Berbeda dengan abangnya Ortizan yang meraih kekuasaan di tim atas dasar seniorita, Boaz malah didaulat sebagai kapten ketika usianya belum genap 17 tahun oleh pelatih Jacksen. F Tiago di tim Mutiara Hitam. Semenjak saat itu Boaz semakin melejit karirnya. Gelar pencetak gol terbanyak Indonesia Super League musim 2008-2009 (28 gol) dan 2012-2013 (25 gol) plus gelar pemain terbaik Indonesia Super League musim 2009-2010, 2010-2011, dan 2012-2013 adalah bukti shahih bahwa Boaz merupakan salah satu aset striker terbaik yang dimiliki Indonesia saat ini. Meski begitu, karir Boaz di Timnas tak semulus di klubnya Persipura. Indisipliner kerap membuat pelatih kepala Timnas terpaksa tidak mencantumkan namanya ke dalam tim. Akan tetapi Ia menebus segala kesalahan di masa lalunya dengan memimpin tim Nasional menuju final Piala AFF 2016 kali ini.
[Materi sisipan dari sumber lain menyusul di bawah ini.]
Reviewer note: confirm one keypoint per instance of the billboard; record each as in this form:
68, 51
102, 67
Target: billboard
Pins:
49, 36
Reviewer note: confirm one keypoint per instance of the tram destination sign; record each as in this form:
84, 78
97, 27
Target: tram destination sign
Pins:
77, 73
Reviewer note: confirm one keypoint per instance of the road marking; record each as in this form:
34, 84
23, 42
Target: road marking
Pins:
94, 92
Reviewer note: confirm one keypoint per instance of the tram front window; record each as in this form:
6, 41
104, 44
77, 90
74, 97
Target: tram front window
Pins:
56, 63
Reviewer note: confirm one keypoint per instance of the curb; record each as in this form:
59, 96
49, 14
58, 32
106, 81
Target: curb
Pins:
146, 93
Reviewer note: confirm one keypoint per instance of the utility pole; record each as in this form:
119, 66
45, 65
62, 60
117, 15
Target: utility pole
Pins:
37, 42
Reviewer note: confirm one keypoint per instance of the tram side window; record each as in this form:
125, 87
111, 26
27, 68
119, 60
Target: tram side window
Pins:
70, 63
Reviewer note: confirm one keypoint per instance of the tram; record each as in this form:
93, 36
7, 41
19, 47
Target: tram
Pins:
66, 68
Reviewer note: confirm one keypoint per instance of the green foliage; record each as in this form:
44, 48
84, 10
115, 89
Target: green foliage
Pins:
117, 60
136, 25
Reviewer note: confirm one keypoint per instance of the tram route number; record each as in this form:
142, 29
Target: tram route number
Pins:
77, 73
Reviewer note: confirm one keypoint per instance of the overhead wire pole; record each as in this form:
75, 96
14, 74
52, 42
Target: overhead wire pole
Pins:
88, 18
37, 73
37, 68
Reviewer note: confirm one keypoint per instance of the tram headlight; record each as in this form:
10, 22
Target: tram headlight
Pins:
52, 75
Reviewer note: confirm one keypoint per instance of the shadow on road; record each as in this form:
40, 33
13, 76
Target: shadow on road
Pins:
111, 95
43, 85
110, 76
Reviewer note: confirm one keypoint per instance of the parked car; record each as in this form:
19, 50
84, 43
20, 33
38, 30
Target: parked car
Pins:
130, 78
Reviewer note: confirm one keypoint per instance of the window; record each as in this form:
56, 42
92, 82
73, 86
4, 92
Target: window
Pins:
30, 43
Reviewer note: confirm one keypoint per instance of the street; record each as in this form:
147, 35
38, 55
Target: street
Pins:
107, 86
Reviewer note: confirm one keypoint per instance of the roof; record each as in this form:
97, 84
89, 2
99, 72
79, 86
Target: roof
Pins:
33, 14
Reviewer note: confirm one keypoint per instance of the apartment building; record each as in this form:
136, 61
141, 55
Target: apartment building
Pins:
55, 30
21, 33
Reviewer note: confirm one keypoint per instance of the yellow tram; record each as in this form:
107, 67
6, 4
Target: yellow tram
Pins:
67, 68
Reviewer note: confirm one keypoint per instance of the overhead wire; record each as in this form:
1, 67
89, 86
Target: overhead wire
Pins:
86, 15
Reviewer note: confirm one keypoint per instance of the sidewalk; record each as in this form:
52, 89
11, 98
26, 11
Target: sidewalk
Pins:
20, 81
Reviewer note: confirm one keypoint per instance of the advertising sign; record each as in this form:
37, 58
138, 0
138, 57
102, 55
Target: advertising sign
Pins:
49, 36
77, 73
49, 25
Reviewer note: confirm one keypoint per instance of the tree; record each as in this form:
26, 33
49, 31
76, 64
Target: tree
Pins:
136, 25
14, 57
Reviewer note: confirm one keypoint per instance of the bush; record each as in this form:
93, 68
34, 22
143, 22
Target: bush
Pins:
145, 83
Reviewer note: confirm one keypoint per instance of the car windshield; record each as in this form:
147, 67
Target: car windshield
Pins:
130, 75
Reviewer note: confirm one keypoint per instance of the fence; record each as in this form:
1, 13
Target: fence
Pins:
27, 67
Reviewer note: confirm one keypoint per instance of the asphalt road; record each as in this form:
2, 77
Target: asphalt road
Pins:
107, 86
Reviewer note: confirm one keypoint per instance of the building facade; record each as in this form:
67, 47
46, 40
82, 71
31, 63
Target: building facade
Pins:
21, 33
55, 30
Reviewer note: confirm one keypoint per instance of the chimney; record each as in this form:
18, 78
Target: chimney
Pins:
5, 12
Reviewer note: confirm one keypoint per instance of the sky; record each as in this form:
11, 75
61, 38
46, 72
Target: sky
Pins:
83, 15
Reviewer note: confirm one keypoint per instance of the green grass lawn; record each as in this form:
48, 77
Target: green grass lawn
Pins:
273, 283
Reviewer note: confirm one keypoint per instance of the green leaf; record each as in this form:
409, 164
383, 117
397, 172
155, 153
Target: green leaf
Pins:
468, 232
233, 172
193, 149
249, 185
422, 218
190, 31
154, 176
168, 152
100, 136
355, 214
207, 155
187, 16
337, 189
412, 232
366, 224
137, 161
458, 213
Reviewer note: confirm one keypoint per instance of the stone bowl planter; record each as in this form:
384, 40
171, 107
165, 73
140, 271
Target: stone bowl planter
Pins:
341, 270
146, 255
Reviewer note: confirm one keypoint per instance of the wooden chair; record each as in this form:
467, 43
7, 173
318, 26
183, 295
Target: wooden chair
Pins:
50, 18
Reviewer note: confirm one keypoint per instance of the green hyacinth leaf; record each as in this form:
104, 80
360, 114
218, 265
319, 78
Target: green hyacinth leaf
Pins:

Perlu kita ketahui silsilah ‘pemimpin’ di keluarga Solossa, Orang tua Solossa bersaudara, Cristian Solossa dan Maria Sarobi Solossa merupakan kakak kandung dari JP Solossa Gubernur Papua ke-12. Maka tak heran jika jiwa kepemimpinan Boaz begitu baik di lapangan. Dr. Jacobus Perviddya Solossa, M.Si. atau lebih dikenal dengan panggilan J.P. Solossa atau Jaap Solossa sebelum meninggal dunia pada 2005 meninggalkan jejak sejarah sebagai tokoh yang rajin menuntut diadakannya otonomi khusus bagi Provinsi Papua yang kaya akan sumber daya alam namun masih sangat miskin pengembangan.
Dari tokoh politik tersebut muncul tokoh lain di lapangan hijau yang juga sama-sama menuntut hak agar sepakbola Papua yang kaya bakat alami itu lebih diperhatikan. Melalui pengabdiannya di Timnas, Ortizan 2004-2005 dan Boaz 2004 hingga saat ini, mereka menjelaskan menggunakan kakinya bahwa mereka hanyalah sedikit bakat orang Papua yang terlihat oleh Indonesia.
Data diatas yang mendasari kepemimpinan keluarga Solossa disegani di tanah Papua maupun tingkat Nasional. JP Solossa, Ortizan, dan khususnya Boaz merupakan tipe pemimpin yang tak banyak bicara alias tipe pemimpin kharismatis. Pemimpin model seperti ini masih belum bisa dijabarkan oleh para pakar, sebab- sebab mengapa seorang pemimpin memiliki kharisma, yang diketahui adalah bahwa pemimpin yang demikian mempunyai daya tarik yang amat besar dan karenanya pada umumnya mempunyai pengikut yang jumlahnya sangat besar. Karena kurangnya pengetahuan tentang sebab musabab seorang menjadi pemimpin yang kharismatis, maka sering dikatakan bahwa pemimpin yang demikian diberkahi dengan kekuatan gaib (supernatural powers).